Het gaat weer goed met de grijze zeehond. Van deze grote viseter zijn de afgelopen wintermaanden weer honderden jongen geboren.
De grijze zeehond was in Nederland eeuwen uitgestorven, door stroperij en jacht. De pups zijn voor jagers ook wel een erg gemakkelijke prooi. Want na hun geboorte liggen ze in hun mooie witte vacht een aantal weken hulpeloos op het strand. Heel anders dan bij de gewone zeehond, die ’s zomers ter wereld komt. Daar blijft de baby bij de moeder, ook als zij het water in gaat.
Tot honderd jaar geleden werd de grijze zeehond vervolgd. Alleen op afgelegen eilandjes in Schotland waren de dieren veilig. De redding kwam in 1914. Toen kreeg de soort wettelijke bescherming. Vanaf dat moment breidt het aantal dieren zich langzaam uit.
Vliegende start
In ons land werden in 1985 weer jonge grijze zeehonden geboren – voor het eerst sinds de Middeleeuwen. De nieuwe kolonie ligt op een hoge zandbank, tussen Vlieland en Terschelling. Al in 2013 zwommen er in de Waddenzee meer dan drieduizend dieren! Spectaculair, zo’n snel herstel, zeggen de biologen die de zeehonden al jaren volgen. Ook in de Zeeuwse Delta tellen zij steeds meer dieren. Blijkbaar is er voldoende voedsel en rust. Nu maar hopen dat dit ook in de toekomst zo blijft.
Twee soorten zeehonden
Naast de grijze zeehond hebben we in Nederland ook de gewone zeehond. Beide soorten leven in dezelfde gebieden. Verwisseling is dus mogelijk. Toch zijn ze best uit elkaar te houden.
Zo verschilt de vorm van de kop: de gewone zeehond heeft een vriendelijk hondenkoppie, de grijze zeehond een trotse spitse snuit. Als de soorten naast elkaar op het droge liggen is het onderscheid gemakkelijker: de grijze zeehond is bijna dubbel zo lang en zwaar als de gewone zeehond.
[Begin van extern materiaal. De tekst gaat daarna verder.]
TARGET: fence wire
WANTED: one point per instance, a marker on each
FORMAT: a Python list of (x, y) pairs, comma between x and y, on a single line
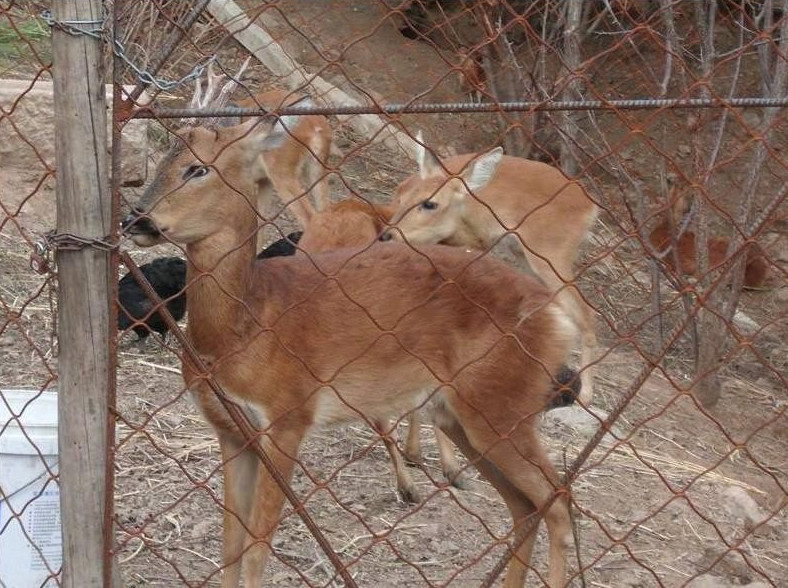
[(674, 470)]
In deze tijd van het jaar zijn de grijze zeehonden snel te herkennen als ze op het stand liggen: aan de pups (in hun dikke winterjas – die goed isoleert tegen de kou, maar loodzwaar wordt in het water).
Zelf grijze zeehonden zien
De meeste grijze zeehonden leven in de Waddenzee, tussen Vlieland en Terschelling. Dus op de plek waar het dertig jaar geleden begon. Daar op de zandbanken zijn ze meestal wel te vinden. Laatst zag ik er daar wel een stuk of zeshonderd (grijze en gewone). Het mooist zie je ze vanaf de veerboten, het strand of een speciale excursieboot. Veel succes, en vergeet je verrekijker niet!
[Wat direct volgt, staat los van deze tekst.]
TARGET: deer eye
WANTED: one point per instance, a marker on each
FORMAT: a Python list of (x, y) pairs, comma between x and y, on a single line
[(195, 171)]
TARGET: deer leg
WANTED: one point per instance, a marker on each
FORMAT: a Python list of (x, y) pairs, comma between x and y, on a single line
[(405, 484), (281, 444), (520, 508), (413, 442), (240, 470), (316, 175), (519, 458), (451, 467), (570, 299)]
Leuk dat een zeezoogdier aan bod komt dit keer.
Een relatief nieuw fenomeen met de terugkeer van de grijze zeehond is dat deze met name in de zuidelijke Noordzee de bruinvis op het menu heeft staan. Ik weet niet of dit ook gebeurt rond de Waddenzee. In ieder geval niet langs de Noord Amerikaanse kust waar deze soorten ook samen leven.
De laatste jaren spoelen in Nederland vele tientallen zwaar verminkte bruinvissen aan – slachtoffers van de grijze zeehond. Onderzoekers weten (nog) niet waarom de grijze zeehond nu ineens bruinvis als prooi kiest. Misschien gewoon omdat het kan. Waarschijnlijk vindt de 300 kilogram wegende opportunist zo’n hapje verse bruinvis gewoon erg lekker!
Te hopen is dat deze zeehonden onderscheid maken tussen bruinvissen en zwemmende mensen…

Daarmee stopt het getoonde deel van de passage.